Mr. E. Stevens, late Harbour-Master at Tamsui, has surveyed a considerable portion of Formosa, especially about the port of Tamsui, making some very valuable and authentic maps of it. Thanks to his indefatigable labours, the harbour has of late years been rendered far more safe and navigable, through his having the buoys and mooring-chains properly secured; and his tide-tables, marks, and gauges, placed in prominent positions, are of inestimable value to captains of vessels trading there. Before he had done this the harbour was considered very unsafe. During the typhoon. season, the river freshets often come down very suddenly, and sometimes carried ships out to the treacherous bar, where they were wrecked.

XX.-GOVERNORS LIU AND SHAO.

PREVIOUS

REVIOUS to the year 1886 Formosa was treated by the Chinese Government as a portion of the Fuhkien province, and the Viceroy of Foochow, its capital, governed the island as a fu, or prefecture, visiting this dependency once and sometimes twice a year. These visits were very agreeable and remunerative to the Viceroy, as his subordinate officials in Formosa never failed on these occasions to offer him their tribute of sycee and valuable goods, for which the poor people were taxed and "squeezed" heavily.

During the Franco-Chinese difficulty in 1884-85, Formosa was invested by the French, who repeatedly tried to effect a landing in Tamsui and Keelung, the former place being most gallantly and ably defended by the Chinese General Liu-ming Chuan, who baffled the invaders, and four years later was appointed to the Governorship of Formosa. For seven eventful years in the annals of that island he fulfilled with commendable energy this high and responsible office, to the entire approval of all, foreigners and Chinese-especially those interested in the progress of Western civilization and the advancement of its industries in the "Celestial Empire."
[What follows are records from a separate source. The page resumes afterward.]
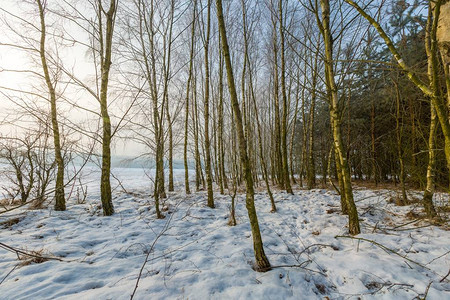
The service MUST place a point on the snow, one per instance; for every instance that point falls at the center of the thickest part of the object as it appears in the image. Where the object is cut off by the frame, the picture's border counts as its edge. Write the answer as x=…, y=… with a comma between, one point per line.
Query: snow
x=194, y=254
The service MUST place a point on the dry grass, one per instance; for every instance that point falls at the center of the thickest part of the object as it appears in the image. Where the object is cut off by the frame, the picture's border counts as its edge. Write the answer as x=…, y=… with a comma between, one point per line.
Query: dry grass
x=10, y=222
x=35, y=257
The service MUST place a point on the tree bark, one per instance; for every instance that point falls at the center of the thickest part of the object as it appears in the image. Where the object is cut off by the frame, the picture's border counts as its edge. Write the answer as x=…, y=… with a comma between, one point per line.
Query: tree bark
x=262, y=263
x=60, y=202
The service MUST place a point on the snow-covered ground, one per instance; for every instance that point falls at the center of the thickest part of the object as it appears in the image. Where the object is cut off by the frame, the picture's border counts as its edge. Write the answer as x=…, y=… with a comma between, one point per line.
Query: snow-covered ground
x=193, y=254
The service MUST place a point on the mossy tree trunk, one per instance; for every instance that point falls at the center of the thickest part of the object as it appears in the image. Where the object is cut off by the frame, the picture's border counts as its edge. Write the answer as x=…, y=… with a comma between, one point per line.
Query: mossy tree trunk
x=60, y=202
x=105, y=41
x=335, y=117
x=262, y=263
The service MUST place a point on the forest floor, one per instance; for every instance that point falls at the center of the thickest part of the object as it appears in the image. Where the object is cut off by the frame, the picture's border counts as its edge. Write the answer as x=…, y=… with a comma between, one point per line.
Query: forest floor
x=194, y=254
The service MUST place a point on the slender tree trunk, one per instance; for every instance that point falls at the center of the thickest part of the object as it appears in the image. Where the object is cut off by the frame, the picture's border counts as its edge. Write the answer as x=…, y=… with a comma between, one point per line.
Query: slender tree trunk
x=262, y=263
x=311, y=173
x=206, y=112
x=224, y=182
x=60, y=203
x=398, y=131
x=284, y=151
x=278, y=158
x=186, y=120
x=106, y=53
x=346, y=188
x=431, y=49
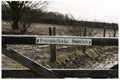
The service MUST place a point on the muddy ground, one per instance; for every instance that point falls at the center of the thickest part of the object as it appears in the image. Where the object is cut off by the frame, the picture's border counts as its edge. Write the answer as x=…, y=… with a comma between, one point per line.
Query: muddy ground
x=96, y=57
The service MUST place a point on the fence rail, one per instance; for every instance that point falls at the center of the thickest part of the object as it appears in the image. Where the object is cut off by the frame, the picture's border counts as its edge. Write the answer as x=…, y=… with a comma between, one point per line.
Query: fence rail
x=38, y=71
x=21, y=39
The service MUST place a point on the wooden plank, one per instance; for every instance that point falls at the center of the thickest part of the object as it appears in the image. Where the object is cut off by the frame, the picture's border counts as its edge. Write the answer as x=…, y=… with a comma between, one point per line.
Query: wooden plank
x=12, y=39
x=112, y=73
x=38, y=68
x=18, y=39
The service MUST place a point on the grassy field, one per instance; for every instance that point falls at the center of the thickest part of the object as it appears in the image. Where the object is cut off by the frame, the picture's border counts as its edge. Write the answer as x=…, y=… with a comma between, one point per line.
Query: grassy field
x=96, y=57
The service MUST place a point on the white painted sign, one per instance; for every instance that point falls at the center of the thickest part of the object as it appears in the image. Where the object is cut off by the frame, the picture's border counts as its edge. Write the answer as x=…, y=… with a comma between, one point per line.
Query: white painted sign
x=63, y=40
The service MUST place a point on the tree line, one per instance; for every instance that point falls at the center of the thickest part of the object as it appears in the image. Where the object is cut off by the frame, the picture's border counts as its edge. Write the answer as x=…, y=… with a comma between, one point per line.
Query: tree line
x=32, y=15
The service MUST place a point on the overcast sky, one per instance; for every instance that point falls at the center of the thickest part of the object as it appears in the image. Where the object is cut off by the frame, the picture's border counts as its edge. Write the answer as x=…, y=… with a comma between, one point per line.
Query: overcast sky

He did an immense deal of good in developing the resources of this island and encouraged foreign intercourse, adopting its modes and inventions, and soon had the railway laid from Tamsui to Keelung, a distance of twenty-seven miles, extending across the northern end of the island east and west, at a cost of £500 per mile. Another line has recently been constructed from Twatutia to the southern extremity of the island, a distance of 250 miles.